Government Steps and Challenges: The current government has initiated efforts to manage foreign debt more efficiently. Measures include negotiating concessional loans, prioritizing high-return projects, and seeking multilateral support. However, experts stress that these steps alone are insufficient. Structural reforms, improved revenue collection, and prudent investment decisions are essential to prevent the debt situation from escalating further.
According to The Daily Industry sources, there is also concern over private sector borrowing from foreign sources. While these loans are relatively low-interest, they add to the cumulative foreign debt stock and create repayment obligations in foreign currency, which could strain national reserves during periods of limited export earnings.

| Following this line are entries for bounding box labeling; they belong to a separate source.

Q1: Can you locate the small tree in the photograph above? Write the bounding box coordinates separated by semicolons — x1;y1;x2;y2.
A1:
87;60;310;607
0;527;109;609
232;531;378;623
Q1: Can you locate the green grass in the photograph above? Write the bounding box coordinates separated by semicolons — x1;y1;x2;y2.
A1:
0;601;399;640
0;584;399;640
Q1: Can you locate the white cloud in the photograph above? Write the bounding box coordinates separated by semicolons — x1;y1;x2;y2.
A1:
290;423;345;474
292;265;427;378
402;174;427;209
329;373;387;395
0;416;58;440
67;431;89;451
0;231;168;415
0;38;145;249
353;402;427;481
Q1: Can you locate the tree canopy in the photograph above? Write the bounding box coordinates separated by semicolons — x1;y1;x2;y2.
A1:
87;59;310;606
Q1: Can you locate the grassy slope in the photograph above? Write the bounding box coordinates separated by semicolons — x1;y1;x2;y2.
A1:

Bangladesh’s growing foreign debt, coupled with delayed returns from mega projects and limited export revenue, poses a significant challenge for economic stability. While the absolute debt-to-GDP ratio appears manageable, rising debt-to-export and debt-to-revenue ratios indicate increasing vulnerability.
Experts emphasize that merely increasing income is insufficient unless the country simultaneously strengthens its capacity to service debt. Strategic measures-such as revenue mobilization, tax reforms, export diversification, and efficient utilization of borrowed funds-are critical to ensuring that Bangladesh avoids a foreign debt crisis.
As The Daily Industry reporting underscores, the current trajectory of borrowing without proportionate economic returns could amplify financial risks for Bangladesh in the coming years, making timely and effective policy interventions imperative.